Domain Generation Algorithm Detection
Bots communicate with a Command & Control (C2) server in order to obtain instructions or to exfiltrate gathered data. Since connection attempts to a C2 server utilizing fixed IP addresses or fixed domain names are easy to block, botnets rely on Domain Generation Algorithms (DGAs). DGAs periodically generate a large number of algorithmically-generated domains (AGDs) which serve as rendezvous points with a C2 server. These AGDs are pseudo-randomly generated using a seed, enabling a botnet herder to predict and to register one or more generated domain names in advance. If the bots query one of these domain names, they obtain a valid IP address for their C2 server. All other queries result in Non-Existent Domain (NXD) responses. The utilization of DGAs makes it much harder to prevent all possible connection attempts of bots to their C2 server.
FANCI (Feature-based Automated NXDomain Classification and Intelligence) is a system which can detect infections with DGA-based malware by monitoring NXD responses in DNS traffic.
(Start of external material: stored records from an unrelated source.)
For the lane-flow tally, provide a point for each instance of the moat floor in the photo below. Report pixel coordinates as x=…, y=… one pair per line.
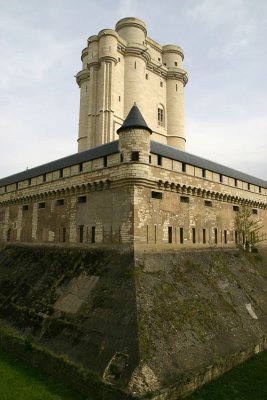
x=245, y=382
x=18, y=381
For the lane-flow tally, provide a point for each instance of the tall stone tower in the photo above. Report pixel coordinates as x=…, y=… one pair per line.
x=124, y=66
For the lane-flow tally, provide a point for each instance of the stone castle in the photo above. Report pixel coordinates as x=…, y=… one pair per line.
x=138, y=187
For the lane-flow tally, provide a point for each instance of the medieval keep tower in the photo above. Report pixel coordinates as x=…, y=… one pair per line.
x=124, y=66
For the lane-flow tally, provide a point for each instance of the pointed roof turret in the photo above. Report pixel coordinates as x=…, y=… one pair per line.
x=134, y=120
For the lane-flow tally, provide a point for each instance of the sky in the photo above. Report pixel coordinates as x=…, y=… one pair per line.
x=225, y=48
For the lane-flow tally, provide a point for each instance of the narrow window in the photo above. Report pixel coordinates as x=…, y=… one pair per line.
x=181, y=235
x=81, y=233
x=208, y=203
x=160, y=115
x=204, y=236
x=194, y=235
x=64, y=235
x=93, y=234
x=169, y=234
x=60, y=202
x=156, y=195
x=184, y=199
x=81, y=199
x=135, y=156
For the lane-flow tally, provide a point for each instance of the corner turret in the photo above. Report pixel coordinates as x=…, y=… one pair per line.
x=134, y=140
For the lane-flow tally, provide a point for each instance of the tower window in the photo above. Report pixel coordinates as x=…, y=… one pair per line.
x=156, y=195
x=160, y=115
x=184, y=199
x=135, y=156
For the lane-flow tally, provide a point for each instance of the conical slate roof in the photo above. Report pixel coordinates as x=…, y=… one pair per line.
x=134, y=120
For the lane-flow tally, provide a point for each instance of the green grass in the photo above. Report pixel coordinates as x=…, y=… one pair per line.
x=244, y=382
x=18, y=381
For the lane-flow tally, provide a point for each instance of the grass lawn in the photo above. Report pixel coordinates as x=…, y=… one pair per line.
x=18, y=381
x=245, y=382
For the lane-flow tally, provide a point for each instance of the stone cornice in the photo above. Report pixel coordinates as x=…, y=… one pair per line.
x=208, y=194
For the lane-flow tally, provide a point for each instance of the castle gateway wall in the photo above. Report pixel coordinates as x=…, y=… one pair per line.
x=154, y=200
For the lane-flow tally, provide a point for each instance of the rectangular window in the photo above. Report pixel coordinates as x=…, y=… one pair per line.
x=81, y=229
x=135, y=156
x=81, y=199
x=184, y=199
x=64, y=236
x=93, y=234
x=170, y=234
x=156, y=195
x=208, y=203
x=215, y=235
x=194, y=235
x=181, y=235
x=60, y=202
x=204, y=236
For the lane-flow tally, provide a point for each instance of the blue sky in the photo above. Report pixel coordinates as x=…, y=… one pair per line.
x=225, y=47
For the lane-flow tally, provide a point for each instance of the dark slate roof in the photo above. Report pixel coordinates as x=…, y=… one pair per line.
x=179, y=155
x=134, y=120
x=77, y=158
x=113, y=147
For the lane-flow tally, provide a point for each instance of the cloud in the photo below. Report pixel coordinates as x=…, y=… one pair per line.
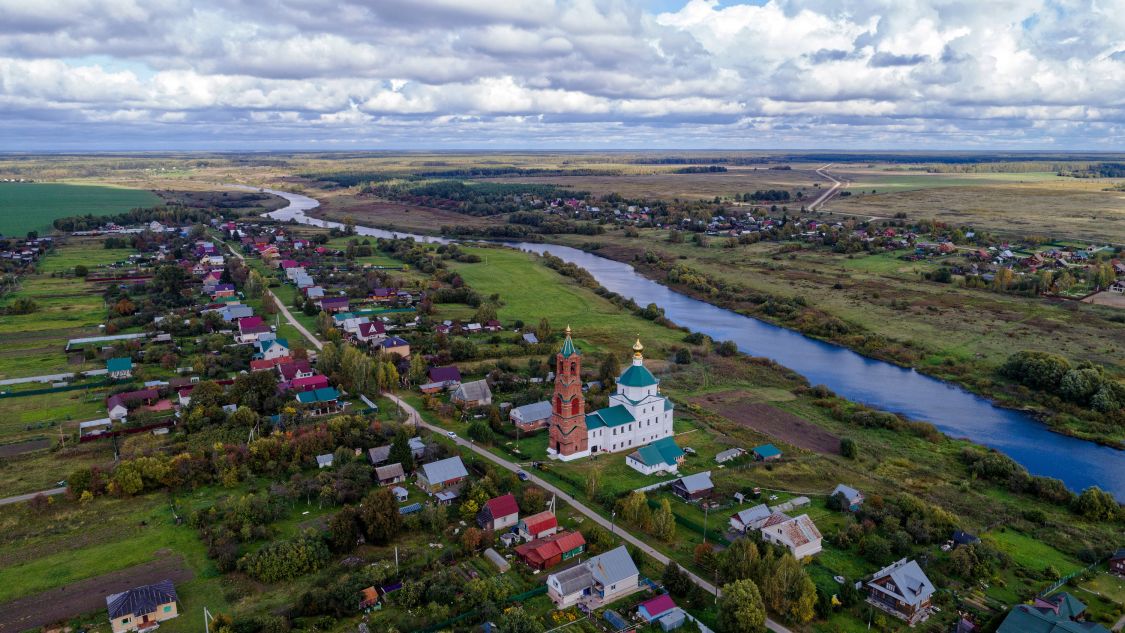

It utilizes classical machine learning classifiers such as random forests or support vector machines to classify domain names into DGA-related and benign NXDs. FANCI does not require any additional context information since the features for classification are extracted solely from the individual NXD that is to be classified.
Ongoing work deals with further improving FANCI's performance and adding multiclass classification capabilities in order to attribute AGDs to specific malware families. Simultaneously, we research on different deep learning approaches for the binary and multiclass classification task.